Мы с братом Эдмундом переглянулись.
Сестра Винифред с ноткой негодования в голосе добавила:
— Если сестре Джоанне можно это знать, если ей позволительно обсуждать мирские проблемы, то почему мне нельзя?
Брат Эдмунд печально улыбнулся:
— Ну что же, сестренка, ты права. У женщин возможностей еще меньше. Женщины, во-первых, могут отправиться на континент в надежде найти европейский монастырь, который их примет, хотя лично я не слышал, чтобы это хоть кому-то удалось. Ну и, во-вторых, они могут оставить религию, вернуться в семью, выйти замуж и рожать детей.
Сестра Винифред некоторое время обдумывала услышанное.
— А сами монастыри? — спросила она затем. — Что происходит с ними?
— Их обычно дарят придворным, которые в фаворе у короля и у Кромвеля.
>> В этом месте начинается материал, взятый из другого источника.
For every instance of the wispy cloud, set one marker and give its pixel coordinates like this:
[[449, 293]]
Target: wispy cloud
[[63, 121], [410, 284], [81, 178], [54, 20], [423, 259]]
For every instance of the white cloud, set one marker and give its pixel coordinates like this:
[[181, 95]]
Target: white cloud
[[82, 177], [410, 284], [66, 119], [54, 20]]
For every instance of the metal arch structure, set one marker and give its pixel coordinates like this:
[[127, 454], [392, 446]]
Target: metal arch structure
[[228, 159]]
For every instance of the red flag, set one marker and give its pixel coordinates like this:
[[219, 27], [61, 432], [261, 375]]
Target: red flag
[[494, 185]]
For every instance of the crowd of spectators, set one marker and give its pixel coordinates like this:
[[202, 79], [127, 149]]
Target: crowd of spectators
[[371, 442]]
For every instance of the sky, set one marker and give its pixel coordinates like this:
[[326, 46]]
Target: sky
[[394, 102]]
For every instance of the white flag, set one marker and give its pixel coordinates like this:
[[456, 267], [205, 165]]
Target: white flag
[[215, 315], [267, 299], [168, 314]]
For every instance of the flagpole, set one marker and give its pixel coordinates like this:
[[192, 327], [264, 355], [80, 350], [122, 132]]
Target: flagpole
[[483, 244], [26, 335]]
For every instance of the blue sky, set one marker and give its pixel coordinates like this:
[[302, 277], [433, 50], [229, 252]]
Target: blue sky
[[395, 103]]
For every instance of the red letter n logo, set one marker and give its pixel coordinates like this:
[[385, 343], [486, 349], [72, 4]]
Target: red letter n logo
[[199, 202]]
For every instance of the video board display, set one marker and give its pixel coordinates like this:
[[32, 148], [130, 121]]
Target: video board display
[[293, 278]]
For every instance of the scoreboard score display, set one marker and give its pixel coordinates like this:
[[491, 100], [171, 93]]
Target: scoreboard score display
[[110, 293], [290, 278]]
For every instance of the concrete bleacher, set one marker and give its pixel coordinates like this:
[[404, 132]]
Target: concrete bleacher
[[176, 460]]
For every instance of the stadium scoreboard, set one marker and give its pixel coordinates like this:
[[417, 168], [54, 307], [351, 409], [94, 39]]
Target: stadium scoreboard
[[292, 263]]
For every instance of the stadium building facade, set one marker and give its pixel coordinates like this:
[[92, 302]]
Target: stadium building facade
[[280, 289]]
Некоторые монастыри, не претерпевая никаких изменений, становятся обычными жилыми домами. Другие — новые владельцы разрушают ради получения прибыли. Здания разбирают на камни, все найденные золотые и серебряные предметы переплавляют, гобелены, скульптуры, книги, даже одежду вывозят. Свинцовые накладки и те отдирают и продают.
Глаза сестры Винифред расширились, нижняя губа ее слегка задрожала. Но она взглянула на нас с нарочитым спокойствием и невозмутимо сказала:
— Понятно. Спасибо, брат, что объяснил. А теперь я готова репетировать песни.